# Dataset Creation

## Looking for available environments/experts

Here we can see all available environments/experts from IL-Datasets. We can also search for a
specific key if we want to check whether IL-Datasets has an environment.

In [1]:
import pprint
from imitation_datasets import Controller, Experts, Policy
from imitation_datasets.functions import baseline_collate, baseline_enjoy

import warnings
warnings.filterwarnings("ignore")

# We need to import nest_asyncio to run on jupyter notebooks
# since the Controller class instantiates its own asyncio process.
import nest_asyncio
nest_asyncio.apply()

In [2]:
pp = pprint.PrettyPrinter(indent=4)
pp.pprint(Experts.get_register())

{   'acrobot': Policy(name='Acrobot-v1',
                      repo_id='sb3/dqn-Acrobot-v1',
                      filename='dqn-Acrobot-v1.zip',
                      threshold=-75.0,
                      algo=<class 'stable_baselines3.dqn.dqn.DQN'>,
                      policy=None,
                      internal_state=None,
                      environment=None),
    'ant': Policy(name='Ant-v3',
                  repo_id='sb3/td3-Ant-v3',
                  filename='td3-Ant-v3.zip',
                  threshold=5822.0,
                  algo=<class 'stable_baselines3.td3.td3.TD3'>,
                  policy=None,
                  internal_state=None,
                  environment=None),
    'ant-1': Policy(name='Ant-v3',
                    repo_id='sb3/sac-Ant-v3',
                    filename='sac-Ant-v3.zip',
                    threshold=5181,
                    algo=<class 'stable_baselines3.sac.sac.SAC'>,
                    policy=None,
                    internal_state=N

In [3]:
Experts.get_expert("pendulum")

## Register new expert weights and create new dataset

Since theren’t any available expert weights for the Pendulum-v1 environment, we will register a
new expert, and use it to create a new dataset with only 100 episodes.

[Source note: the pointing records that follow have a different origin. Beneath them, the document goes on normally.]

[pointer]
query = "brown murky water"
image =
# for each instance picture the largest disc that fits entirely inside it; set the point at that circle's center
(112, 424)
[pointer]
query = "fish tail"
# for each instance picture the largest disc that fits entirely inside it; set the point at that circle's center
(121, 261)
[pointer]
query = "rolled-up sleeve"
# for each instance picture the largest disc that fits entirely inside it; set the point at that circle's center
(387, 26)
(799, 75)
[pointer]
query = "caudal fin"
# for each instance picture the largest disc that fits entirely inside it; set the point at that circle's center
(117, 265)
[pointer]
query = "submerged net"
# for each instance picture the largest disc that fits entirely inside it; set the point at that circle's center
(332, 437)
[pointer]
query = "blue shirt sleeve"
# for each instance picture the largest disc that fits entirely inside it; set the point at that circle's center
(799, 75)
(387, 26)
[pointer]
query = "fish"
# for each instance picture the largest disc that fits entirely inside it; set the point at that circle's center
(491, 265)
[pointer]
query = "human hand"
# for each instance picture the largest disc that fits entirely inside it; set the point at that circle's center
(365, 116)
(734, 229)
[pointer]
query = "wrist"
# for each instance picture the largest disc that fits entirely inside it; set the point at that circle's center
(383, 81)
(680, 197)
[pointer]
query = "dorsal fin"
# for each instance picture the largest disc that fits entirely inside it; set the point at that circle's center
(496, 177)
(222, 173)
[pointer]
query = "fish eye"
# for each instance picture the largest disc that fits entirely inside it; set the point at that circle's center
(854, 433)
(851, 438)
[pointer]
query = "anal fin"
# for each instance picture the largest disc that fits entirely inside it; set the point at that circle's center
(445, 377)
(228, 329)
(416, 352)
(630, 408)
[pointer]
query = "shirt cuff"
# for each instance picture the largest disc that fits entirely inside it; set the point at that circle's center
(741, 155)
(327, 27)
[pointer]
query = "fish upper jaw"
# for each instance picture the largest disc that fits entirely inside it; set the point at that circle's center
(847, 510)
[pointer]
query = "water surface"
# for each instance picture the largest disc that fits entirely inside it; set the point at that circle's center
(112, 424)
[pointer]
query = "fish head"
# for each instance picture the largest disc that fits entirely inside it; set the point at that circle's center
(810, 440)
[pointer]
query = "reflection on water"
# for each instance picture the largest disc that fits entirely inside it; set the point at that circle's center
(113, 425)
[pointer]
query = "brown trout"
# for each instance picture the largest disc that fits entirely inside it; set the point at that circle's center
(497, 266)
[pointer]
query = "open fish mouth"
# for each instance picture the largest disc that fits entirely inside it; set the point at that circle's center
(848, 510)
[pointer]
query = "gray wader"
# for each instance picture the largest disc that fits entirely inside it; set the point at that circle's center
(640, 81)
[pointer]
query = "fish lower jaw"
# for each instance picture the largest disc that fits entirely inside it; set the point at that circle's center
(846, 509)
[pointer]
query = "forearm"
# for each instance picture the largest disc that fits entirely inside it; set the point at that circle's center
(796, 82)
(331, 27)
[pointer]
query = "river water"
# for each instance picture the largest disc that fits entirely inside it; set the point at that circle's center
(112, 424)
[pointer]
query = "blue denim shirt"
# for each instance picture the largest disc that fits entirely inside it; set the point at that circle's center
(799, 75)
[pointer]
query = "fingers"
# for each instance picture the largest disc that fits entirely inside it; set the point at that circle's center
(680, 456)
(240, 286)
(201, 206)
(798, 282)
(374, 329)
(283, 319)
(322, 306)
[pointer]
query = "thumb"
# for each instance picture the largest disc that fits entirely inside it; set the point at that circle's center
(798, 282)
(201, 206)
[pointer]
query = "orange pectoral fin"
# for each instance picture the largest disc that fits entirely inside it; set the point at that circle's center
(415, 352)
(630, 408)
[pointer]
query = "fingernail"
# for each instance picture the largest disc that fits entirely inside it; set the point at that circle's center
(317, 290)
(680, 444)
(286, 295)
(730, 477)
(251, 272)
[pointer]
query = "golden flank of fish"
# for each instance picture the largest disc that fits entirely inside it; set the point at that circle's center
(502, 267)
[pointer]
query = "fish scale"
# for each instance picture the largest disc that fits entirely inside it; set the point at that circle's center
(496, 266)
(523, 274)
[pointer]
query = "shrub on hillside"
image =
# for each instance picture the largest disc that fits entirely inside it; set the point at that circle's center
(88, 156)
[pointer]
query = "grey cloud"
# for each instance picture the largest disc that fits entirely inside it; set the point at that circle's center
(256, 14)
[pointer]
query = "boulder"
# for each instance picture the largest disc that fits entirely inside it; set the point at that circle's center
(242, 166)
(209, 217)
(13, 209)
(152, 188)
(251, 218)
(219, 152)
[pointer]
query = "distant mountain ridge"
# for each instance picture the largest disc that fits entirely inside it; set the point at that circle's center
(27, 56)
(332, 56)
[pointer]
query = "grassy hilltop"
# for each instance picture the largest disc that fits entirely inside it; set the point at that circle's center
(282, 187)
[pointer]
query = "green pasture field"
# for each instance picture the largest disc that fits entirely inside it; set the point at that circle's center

We are using: https://huggingface.co/HumanCompatibleAI/ppo-Pendulum-v1

In [4]:
from stable_baselines3 import PPO
Experts.register(
    "pendulum",
    Policy(
        name="Pendulum-v1",
        repo_id="HumanCompatibleAI/ppo-Pendulum-v1",
        filename="ppo-Pendulum-v1.zip",
        threshold=-189,
        algo=PPO,
    )
)
Experts.get_expert("pendulum")

Policy(name='Pendulum-v1', repo_id='HumanCompatibleAI/ppo-Pendulum-v1', filename='ppo-Pendulum-v1.zip', threshold=-189.0, algo=<class 'stable_baselines3.ppo.ppo.PPO'>, policy=None, internal_state=None, environment=None)

In [5]:
from imitation_datasets.dataset.random_dataset import create_arguments
args = create_arguments({
    "--game": "pendulum",
    "--episodes": "100",
    "--threads": "4",
    "--mode": "all"
})

controller = Controller(
    baseline_enjoy,
    baseline_collate,
    args.episodes,
    args.threads,
)
controller.start(args)

Running episodes: 100%|█████████████████████████████████████████████| 100/100 [00:14<00:00,  4.91it/s]
Running episodes: 100%|█████████████████████████████████████████████| 100/100 [00:16<00:00,  6.17it/s]


In [6]:
import numpy as np

dataset = np.load("./dataset/pendulum/teacher.npz", allow_pickle=True)
dataset["obs"].shape, dataset["actions"].shape, dataset["episode_returns"].mean()

((20000, 3), (20000,), -100.08150779832427)

# Create file for HuggingFace

If the user wants to send the data to HuggingFace afterwards, IL-Datasets provide a ‘baseline_to_huggingface’ function, 
which transforms the ‘teacher.npz’ file into a ‘teacher.jsonl’ file that can be uploaded directly to HuggingFace.

In [7]:
from imitation_datasets.dataset.huggingface import baseline_to_huggingface
baseline_to_huggingface("./dataset/pendulum/teacher.npz", "./dataset/pendulum/teacher.jsonl")

Writing into file: 100%|████████████████████████████████████| 20000/20000 [00:00<00:00, 142621.92it/s]


In [8]:
!xdg-open ./dataset/pendulum/teacher.jsonl